Unos días después, las claves empiezan a descifrarse: el Viajero fue el peregrino fugaz que, sin querer, le recordó a Ana que, en otro tiempo, se había marcado otro rumbo.

4
Retomar el camino es, entonces, volver sobre los propios pasos, recuperar aquello que se sabe propio: la herencia que sólo tiene sentido para ella, que sigue ligada a ese vínculo que siempre fue inexplicable y que ahora se sustenta en la memoria y en las cosas.
Qué hay del otro lado de un puente que se transita como camino alternativo, como atajo de una duda que ni siquiera puede formularse. La duda –otra duda-, lo que quedó pendiente para otra vida. Ahora que lo sabe, lo siente como terreno firme para mantenerse en el aire de ese salto que se atrevió a dar después de un largo rodeo, que se acabó cuando descubrió del peor modo lo que ya sabía: lo que se construye de un solo lado se desploma por carencia de simetría.

5
Ana se encuentra con Inés en un bar a media mañana. La noche anterior, la tormenta la desveló y la sumergió de nuevo en las postales y en los pocos recuerdos que conserva de ese que aparece en el reverso de todas las cosas. Por primera vez, ella despliega sola la conversación sobre la mesa; la extiende como un mapa que hay que alisar con las manos porque, de estar tanto tiempo enrollado, se cierra sobre sí mismo. Del otro lado, está él, el Toro que se ha dejado embestir para ser eterno, omnipresente. Inés recuerda que, como los sobrevivientes de la primera guerra mundial, Ana se había quedado muda después de librar su primera batalla. La segunda, en cambio, puso las cosas en su lugar: las que se habían desmoronado, las que se habían perdido, la pena enorme de lo que ya no se puede sostener; las que había guardado sin sospechar que serían un día los destellos de un faro que le recordarían el rumbo e iluminarían los duelos.
El día avanza y se llena de trivialidades con las que deben cumplir. Pagan el café y salen. La atmósfera se ha vuelto gris y el aire parece haberse ausentado. La ciudad está inquieta: evitan una manifestación que avanza por Paraguay y se encuentran con grupos de estudiantes disfrazados como si fuera carnaval. Entre tanto trastoque, la gente va y viene como si nada extraño estuviera ocurriendo.
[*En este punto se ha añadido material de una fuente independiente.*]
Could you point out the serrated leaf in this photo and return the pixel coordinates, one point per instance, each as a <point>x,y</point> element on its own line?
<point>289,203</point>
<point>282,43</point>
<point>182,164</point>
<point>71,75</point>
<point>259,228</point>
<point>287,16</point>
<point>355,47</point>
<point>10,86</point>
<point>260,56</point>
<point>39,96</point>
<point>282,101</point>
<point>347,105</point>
Inés se pregunta dónde han quedado las épocas en las que el paisaje era un reflejo del estado de ánimo de los protagonistas de la historia. Llegan a la parada y esperan un colectivo que no tarda en llegar: Ana casi no alcanza a terminar la anécdota de un tipo que contrataba enanos porque le gustaba ser mirado desde abajo. Inés se sube al colectivo, Ana se aleja a pie.


6
A través de la ventanilla, la ciudad se ve distinta. Inés piensa que si la historia pudiera escribirse, habría que cambiar algunas cosas. Al salir del bar, las protagonistas deberían encontrar una ciudad llena de sol. Podría, incluso, hacer frío, que le suena más adecuado para anidar ciertas revelaciones. O mejor: debería ser de noche y el relato podría terminar con el rito de la queimada. Entonces: es de noche en el mismo patio de baldosas rojas. Ya no llueve y todo está quieto. Los malos espíritus se han alejado; los espíritus de los amigos ausentes comparten con nosotros esta queimada y la protagonista descifra el mandala que se dibuja y se desdibuja desde hace años detrás de sus ojos. Al final, todo cierra, casi como si alguien lo hubiera planificado de antemano. Alguien, que bien podría ser el Toro, con su voz de birome azul, del otro lado de la postal de Finesterre. 

(*) Publicado en el suplemento Señales de La Capital de Rosario. 8 de febrero de 2015.